Vinicius Tavares
Vinicius Tavares

Reputation: 653

Graph Database - How to deal with multilingual data

I'm trying to approach a multilingual graph database but I'm struggling on how to achieve an optimal model.

My current proposal is to make two node types: Movie and MovieTranslation.

Movie holds all relationships as likes, related, ratings and comments. MovieTranslation contains all translatable data (title, plot, genres). A Movie node does not contain these kind of properties, only the original_title.

Movie and MovieTranslation are tied together by a translation relationship.

When I query nodes, I would check if they have a translation relationship with the queried locale (en_US for example). If true, merge the translation with the main node as the result.

I think this way might not be the best, but I can't think on a better one.

Do you guys have a better suggestion for the database model? It would be very appreciated.

I'm using neo4j, if you need this information.

Thanks, Vinicius.

Upvotes: 6

Views: 1482

Answers (2)

Stephen Cremin
Stephen Cremin

Reputation: 31

I suggest moving the original title to its own node also, call it MovieTitle. "Complicating" your model in this way should actually "simplify" (or at least standardise) your queries because you're always looking in one place for film titles (also for indexing and searching).

You're assuming that films only have one original title which isn't the case. A Korea-Japan co-production will have at least two original titles. Whole genres of Japanese cinema were released with different original Japanese titles in cinemas and on VHS.

Distinct from the idea of an original title is that of specific language titles. The same film released in different Chinese-speaking countries will have different Chinese-language titles that are deemed more marketable to the specific local audiences.

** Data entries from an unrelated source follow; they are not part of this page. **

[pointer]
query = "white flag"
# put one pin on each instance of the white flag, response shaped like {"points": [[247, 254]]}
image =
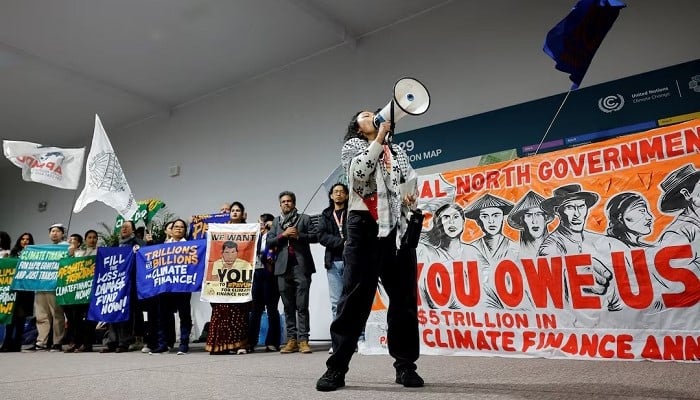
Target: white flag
{"points": [[49, 165], [104, 179]]}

To get the original title:
MATCH (c:Country)<-[HAS_NATIONALITY]-(m:Movie)-[HAS_TITLE]->(t:MovieTitle)-[HAS_NATIONALITY]->(c:Country) WHERE m.id = 1 RETURN COLLECT(t.title, c.country_code)

To get the original title in China:
MATCH (m:Movie)-[HAS_TITLE]->(t:MovieTitle)-[HAS_NATIONALITY]->(c:Country) WHERE c.country_code == "CN" RETURN m, COLLECT(t.title, c.country_code)

To get all language titles:
MATCH (m:Movie)-[HAS_TITLE]->(t:MovieTitle)-[HAS_NATIONALITY]->(c:Country)-[HAS_LANGUAGE]->(l:Language) RETURN m, COLLECT(t.title, l.language_code)

To get all Chinese-language titles:
MATCH (m:Movie)-[HAS_TITLE]->(t:MovieTitle)-[HAS_NATIONALITY]->(c:Country)-[HAS_LANGUAGE]->(l:Language) WHERE l.language_code == "zh" RETURN m, COLLECT(t.title, c.name)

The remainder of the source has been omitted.